The room turns to look at Dimitri.
Dimitri spreads his hands. “We never got that far. The boy summoned me, I appeared in the circle, and before we couldnegotiate terms, the rift opened, the dogs came through, and he panicked and bound me to a Templar instead.” He pauses. “There is no pact. A contract was opened when he cast the summoning, but no terms were ever agreed upon.”
The incubus goes very still.
His purple eyes move from Dimitri to Annabeth, and the temperature in the room drops again. Sharply.
“You summoned me,” the incubus says, each word precise and deliberate, “to fulfill a pact that was never made?”
Annabeth’s composure cracks. The slight widening of her eyes, the involuntary step backward, the way her hands unclasp and reclench. She can feel the anger crackling in the air. Everyone can. The incubus isn’t hiding it. It radiates off him in waves, cold and electric, the fury of a being who has been pulled across dimensions under false pretenses.
Dimitri understands the anger. He understands it intimately, because the same thing was done to him a week ago in a meat packing plant. But an angry incubus in a room with Knox is not a situation he is willing to tolerate. He pushes Knox backward. One hand on his chest, firm.
Knox grabs his arm. “No—Newt—”
“Wait,” Dimitri says. His eyes don’t leave the incubus. “Just wait.”
The incubus turns to Newt.
His gaze lands on the boy, and Newt shrinks. His shoulders curl, his chin drops, his whole body contracting under the weight of that attention.
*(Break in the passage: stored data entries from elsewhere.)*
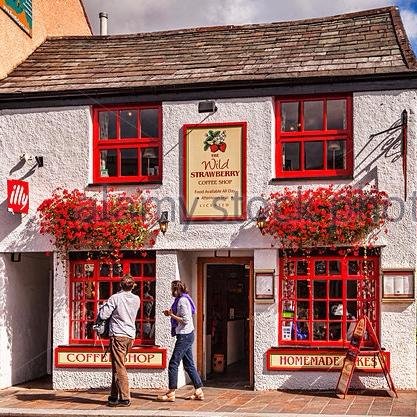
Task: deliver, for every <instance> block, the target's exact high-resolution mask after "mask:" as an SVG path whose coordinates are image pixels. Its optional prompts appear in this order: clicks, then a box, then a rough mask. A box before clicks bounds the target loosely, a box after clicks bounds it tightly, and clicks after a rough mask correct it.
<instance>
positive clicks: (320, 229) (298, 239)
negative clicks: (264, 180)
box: [263, 186, 390, 248]
mask: <svg viewBox="0 0 417 417" xmlns="http://www.w3.org/2000/svg"><path fill="white" fill-rule="evenodd" d="M389 205H390V201H389V198H388V195H387V194H386V193H384V192H381V191H378V190H377V189H376V188H375V187H371V188H370V189H369V190H360V189H355V188H352V187H350V186H346V187H343V188H340V189H339V190H334V189H333V186H330V187H318V188H316V189H314V190H310V189H307V190H301V189H298V190H296V191H295V190H290V189H288V188H285V189H284V190H283V191H281V192H277V193H272V194H271V195H270V197H269V199H268V202H267V205H266V207H265V211H266V213H267V215H268V218H267V221H266V227H265V228H264V229H263V233H268V234H270V235H272V236H273V237H274V238H275V239H278V240H280V242H281V245H282V247H284V248H285V247H288V248H300V247H314V246H332V247H335V246H337V245H351V246H358V245H359V244H360V243H361V242H362V243H363V242H364V241H365V240H366V239H368V241H372V240H375V239H376V238H377V232H378V231H379V229H380V228H381V227H382V226H383V225H384V224H385V223H386V222H387V221H388V220H389V219H388V215H387V209H388V207H389Z"/></svg>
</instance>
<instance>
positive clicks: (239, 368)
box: [205, 263, 251, 386]
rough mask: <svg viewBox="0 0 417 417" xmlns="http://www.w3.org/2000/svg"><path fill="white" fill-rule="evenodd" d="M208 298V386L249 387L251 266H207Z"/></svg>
mask: <svg viewBox="0 0 417 417" xmlns="http://www.w3.org/2000/svg"><path fill="white" fill-rule="evenodd" d="M205 295H206V296H205V304H206V320H205V335H206V337H205V351H206V378H207V382H208V384H210V383H213V384H215V385H219V384H220V385H226V386H232V385H236V384H238V385H250V380H251V376H250V362H251V360H250V356H251V355H250V351H251V348H250V339H251V328H250V324H251V321H250V317H251V311H250V310H251V309H250V266H249V265H248V264H244V263H243V264H232V263H227V264H207V267H206V294H205Z"/></svg>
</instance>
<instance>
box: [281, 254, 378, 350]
mask: <svg viewBox="0 0 417 417" xmlns="http://www.w3.org/2000/svg"><path fill="white" fill-rule="evenodd" d="M285 259H286V260H287V261H294V262H297V261H307V262H310V263H311V266H309V268H310V269H311V268H314V262H315V261H317V260H326V261H331V260H338V261H341V264H340V266H341V270H340V274H337V275H330V274H329V273H327V274H325V275H323V276H320V278H317V279H321V280H325V281H326V282H327V281H329V280H331V279H337V278H339V279H340V280H342V281H343V282H347V281H348V280H350V279H353V280H354V277H355V275H349V274H348V272H347V268H348V262H349V261H363V260H364V257H363V256H354V255H346V256H345V255H317V256H309V257H307V256H288V257H287V258H284V257H283V256H281V257H280V260H279V269H278V271H279V273H278V276H277V280H278V282H277V285H278V287H277V288H279V294H280V295H281V292H282V280H283V273H282V271H283V268H284V261H285ZM367 260H373V261H374V266H375V270H374V275H373V279H372V280H373V282H374V284H375V295H374V299H373V300H374V303H375V323H374V326H375V333H376V334H377V335H379V334H380V329H379V325H380V323H379V322H380V303H379V294H380V273H379V271H380V265H379V262H380V257H379V256H376V255H372V256H369V255H368V256H367ZM343 261H345V262H343ZM313 276H314V273H311V274H310V275H305V276H302V275H299V276H298V278H297V275H295V277H296V278H295V281H296V282H297V281H300V280H307V281H310V285H311V281H313V282H314V279H311V277H313ZM344 289H345V286H344V287H343V293H342V300H341V301H342V304H343V305H344V308H346V304H347V302H348V301H354V300H353V299H352V298H348V297H347V294H346V292H345V291H344ZM295 291H297V290H296V289H295ZM312 294H313V292H312V290H310V291H309V298H308V299H307V298H298V297H297V295H295V297H294V299H293V302H294V304H295V305H296V303H297V302H298V301H300V300H301V302H307V303H308V304H309V306H310V305H313V295H312ZM338 300H339V298H338V297H329V295H328V293H327V295H326V297H325V298H320V299H314V301H321V302H326V303H329V302H332V301H333V302H336V301H338ZM356 300H359V301H360V300H362V299H361V298H360V297H357V299H356ZM283 301H284V300H283V298H282V297H280V298H279V302H278V341H279V345H280V346H285V347H287V346H298V347H301V346H302V347H305V348H309V347H316V348H339V347H340V348H346V347H348V346H349V344H350V342H349V341H348V340H346V334H347V331H348V329H347V324H348V323H350V321H346V318H343V319H342V320H341V324H342V328H341V336H342V339H341V340H313V339H312V336H311V331H310V332H309V333H310V334H309V339H308V340H300V339H295V340H284V339H283V338H282V322H284V321H287V322H288V321H294V318H295V322H297V321H303V322H304V321H305V322H306V323H308V325H309V329H312V328H313V325H314V322H326V323H331V322H332V320H331V319H330V317H329V313H328V312H327V315H326V318H323V319H313V317H312V314H311V312H310V314H309V316H308V318H307V319H305V320H304V319H302V320H298V319H297V318H296V317H295V315H296V311H294V318H285V317H282V311H283ZM360 315H361V314H360ZM343 317H344V316H343ZM356 319H358V317H356ZM334 322H335V323H336V322H338V321H337V320H334ZM364 344H366V346H371V344H372V341H366V342H365V341H364Z"/></svg>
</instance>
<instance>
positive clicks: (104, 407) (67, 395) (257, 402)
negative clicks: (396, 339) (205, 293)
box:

But he doesn’t run. His feet stay planted on the hardwood and his trembling hands ball into fists at his sides and he looks up at the incubus with eyes that are terrified and resolute in equal measure.
“I wanted a familiar,” Newt says. His voice shakes, but the words are clear. “Something to help me channel my magic. I can’t—my power doesn’t listen to me. It’s too much. It comes outwrong, or too strong, or not at all, and I’ve tried everything the coven can teach me and none of it works.” He swallows. “I found a spell in a book. It said I could summon a bonded companion, a familiar, who could help me focus. Help me control it. I didn’t know it was a demon summoning. I didn’t know the difference.”
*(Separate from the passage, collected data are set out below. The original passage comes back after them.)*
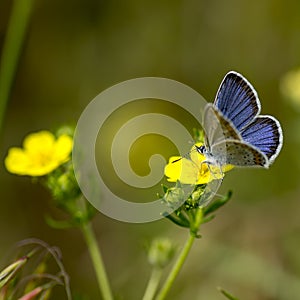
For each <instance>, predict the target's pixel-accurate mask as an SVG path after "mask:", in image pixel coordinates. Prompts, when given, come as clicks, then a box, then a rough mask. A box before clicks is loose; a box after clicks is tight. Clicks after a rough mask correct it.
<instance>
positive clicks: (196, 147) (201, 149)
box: [195, 145, 206, 154]
mask: <svg viewBox="0 0 300 300" xmlns="http://www.w3.org/2000/svg"><path fill="white" fill-rule="evenodd" d="M195 147H196V150H197V151H198V152H199V153H200V154H204V153H206V148H205V146H204V145H202V146H200V147H199V146H196V145H195Z"/></svg>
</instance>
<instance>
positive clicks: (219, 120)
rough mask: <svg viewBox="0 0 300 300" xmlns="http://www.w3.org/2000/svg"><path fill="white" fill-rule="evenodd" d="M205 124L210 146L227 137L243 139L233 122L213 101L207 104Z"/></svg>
mask: <svg viewBox="0 0 300 300" xmlns="http://www.w3.org/2000/svg"><path fill="white" fill-rule="evenodd" d="M203 126H204V131H205V134H206V139H207V144H208V145H209V146H212V145H214V144H216V143H219V142H221V141H224V140H226V139H233V140H241V136H240V134H239V133H238V132H237V131H236V129H235V128H234V127H233V126H232V124H231V122H229V121H227V120H226V119H225V118H224V117H223V116H222V114H221V113H220V112H219V111H218V110H217V109H216V108H215V107H214V106H213V105H212V104H211V103H208V104H207V105H206V106H205V109H204V118H203Z"/></svg>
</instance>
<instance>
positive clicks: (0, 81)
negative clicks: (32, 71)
mask: <svg viewBox="0 0 300 300" xmlns="http://www.w3.org/2000/svg"><path fill="white" fill-rule="evenodd" d="M33 2H34V0H15V1H14V3H13V6H12V11H11V16H10V19H9V23H8V27H7V32H6V37H5V41H4V46H3V49H2V57H1V65H0V128H1V127H2V124H3V118H4V113H5V109H6V105H7V101H8V98H9V95H10V91H11V87H12V84H13V80H14V78H15V74H16V69H17V65H18V61H19V57H20V54H21V50H22V46H23V42H24V39H25V34H26V31H27V27H28V23H29V19H30V15H31V10H32V7H33Z"/></svg>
The incubus holds up a hand. Annabeth, who has been opening her mouth to interject, stops. Mid-step, mid-sentence, mid-breath. She just stops. The whole room pauses with her. The coven witches go still. The candle flames stop flickering. Even the shadows hold their positions.
Dimitri files this away. The incubus is stronger than he looks.
The incubus turns back to Newt. His expression has shifted, the cold fury receding, replaced by something more nuanced. More considering. He looks at the boy the way Dimitri has seen very old beings look at very young ones, with the particular attention of someone who can see potential the way mortals see color.
“You want a familiar,” the incubus says. “To help you control your magic.”
Newt nods. His throat is locked.
“And you would accept me in that role. Knowing what I am.”
Another nod.
“Even though the original pact was never completed. Even though no terms were set. Even though you owe me nothing, technically, except the debt of the summoning itself.”
Newt’s brow furrows. He opens his mouth, closes it, looks at Knox and Dimitri.
Dimitri’s chest tightens. This is the moment. If Newt refuses, the debt stays on Dimitri’s ledger, and the bond between Dimitri and Knox will never seal, and Knox will die. His hand finds Knox behind him, fingers pressing into the Templar’s hip, holding on.
“Yes,” Newt says.
He straightens. His shoulders come back. His chin rises. His hands are still trembling, but his voice is clear and firm, and his determined green eyes meet the incubus’s purple ones without flinching.
“I consent to the contract,” Newt says. “Complete the pact.”
The incubus studies him for a long moment. Whatever he finds in Newt’s face seems to satisfy something, because the cold edge in his expression softens by a degree. He raises one hand, palm up, and the air above it shimmers. Smoke curls from nowhere, dark and fragrant, laced with something that smells of jasmine and burnt sugar, and coalesces into a document. It hovers in the air, the text written in glowing script that shifts and moves. The terms write themselves as Dimitri watches: a familiar bond, channeling assistance, duration until mastery of magical control, followed by a debt to be named.
The incubus produces a pen from the same smoke. It glows faintly, warm amber, and he holds it out to Newt.
“Sign,” the incubus says. “And I am yours until you control your power. When you do, you will owe me a debt of equal value. Those are the terms.”
Newt reaches for the pen. His hand stops halfway.
He turns and looks at Dimitri and Knox.